Mijn Trots – Berhard Veneman
« Terug naar Mijn TrotsItaliaanse motoren kwamen er in al die jaren dat hij motor rijdt niet in bij Bernhard Veneman. Voor de Moto Guzzi V85TT zwichtte de vader van bondscoach Barry Veneman wel. Al was het in de tweede poging en gaf zijn vrouw het laatste zetje.
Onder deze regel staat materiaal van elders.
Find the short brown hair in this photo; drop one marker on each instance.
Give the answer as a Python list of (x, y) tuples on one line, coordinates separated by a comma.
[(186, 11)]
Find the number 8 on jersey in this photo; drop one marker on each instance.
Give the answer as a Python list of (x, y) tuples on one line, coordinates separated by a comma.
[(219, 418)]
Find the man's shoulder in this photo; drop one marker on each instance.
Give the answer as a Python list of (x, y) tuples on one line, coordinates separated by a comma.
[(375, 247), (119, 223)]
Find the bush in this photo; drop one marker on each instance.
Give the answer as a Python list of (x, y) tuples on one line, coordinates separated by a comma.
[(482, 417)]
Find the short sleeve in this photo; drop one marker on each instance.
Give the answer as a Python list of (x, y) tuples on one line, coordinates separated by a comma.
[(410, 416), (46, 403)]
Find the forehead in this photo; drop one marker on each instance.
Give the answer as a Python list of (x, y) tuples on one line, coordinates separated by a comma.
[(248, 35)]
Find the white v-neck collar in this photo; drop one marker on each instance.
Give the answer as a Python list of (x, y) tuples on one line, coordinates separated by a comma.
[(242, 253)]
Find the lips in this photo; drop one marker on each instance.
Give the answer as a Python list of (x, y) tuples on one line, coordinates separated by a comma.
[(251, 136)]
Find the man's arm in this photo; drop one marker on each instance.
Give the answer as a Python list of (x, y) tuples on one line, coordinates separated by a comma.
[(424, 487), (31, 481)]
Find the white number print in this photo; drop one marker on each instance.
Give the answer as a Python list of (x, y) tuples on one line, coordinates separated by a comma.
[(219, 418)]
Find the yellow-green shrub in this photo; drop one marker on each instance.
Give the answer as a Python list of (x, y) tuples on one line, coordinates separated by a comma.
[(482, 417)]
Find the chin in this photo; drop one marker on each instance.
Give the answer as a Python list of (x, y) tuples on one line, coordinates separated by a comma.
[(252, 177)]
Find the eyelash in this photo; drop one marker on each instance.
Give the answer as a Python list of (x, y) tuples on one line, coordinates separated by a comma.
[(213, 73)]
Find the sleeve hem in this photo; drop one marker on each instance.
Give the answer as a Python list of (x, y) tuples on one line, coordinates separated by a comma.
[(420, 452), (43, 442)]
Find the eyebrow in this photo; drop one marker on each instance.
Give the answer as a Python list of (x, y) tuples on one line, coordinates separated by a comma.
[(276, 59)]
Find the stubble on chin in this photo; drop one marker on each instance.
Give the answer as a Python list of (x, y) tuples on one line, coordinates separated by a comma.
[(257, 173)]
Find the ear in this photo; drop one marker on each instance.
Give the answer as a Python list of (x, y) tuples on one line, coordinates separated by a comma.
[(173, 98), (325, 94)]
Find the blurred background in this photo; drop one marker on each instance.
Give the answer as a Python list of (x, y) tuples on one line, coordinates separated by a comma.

“Mijn Trots? Mijn Trots? Mijn vrouw, kinderen en kleinkinderen zijn ook mijn trots, dus de Guzzi deelt die status. Eerlijk gezegd had de Bernhard Veneman van 25 jaar geleden de V85TT ook niet als zijn trots bestempeld. Tegenwoordig verwacht ik geen topprestaties meer en dan is het een fijn ding.Hiervoor reed ik een Triumph Tiger Sport. Ook een fijne fiets, maar ik wilde iets anders. Iets met cardan, maar van BMW ben ik niet zo gecharmeerd. Bovendien heb ik nu een complete motorfiets met handvatverwarming, zijkoffers en middenbok. Voor hetzelfde bedrag lukt dat echt niet bij BMW. Bij de eerste proefrit miste ik het vermogen van de Triumph en kwam de motor er uiteindelijk niet. Het was bovendien een Travel-uitvoering en die is niet mooi met zijn effen kleur. In deze kleur heb ik er best schik mee. Bovendien zit mevrouw Veneman goed achterop de Moto Guzzi. Als je gezellig weg wil, moét de vrouw goed achterop zitten. Een Ducati Multistrada vind ik bijvoorbeeld een mooie motorfiets, maar daarop zit mijn vrouw niet goed. Bovendien denk ik bij zo’n prijskaartje: ‘Hallo hé, het moet wel leuk blijven.’ Waar eindigt het? Voor het prijskaartje van € 30.000,- heb ik twee van deze.”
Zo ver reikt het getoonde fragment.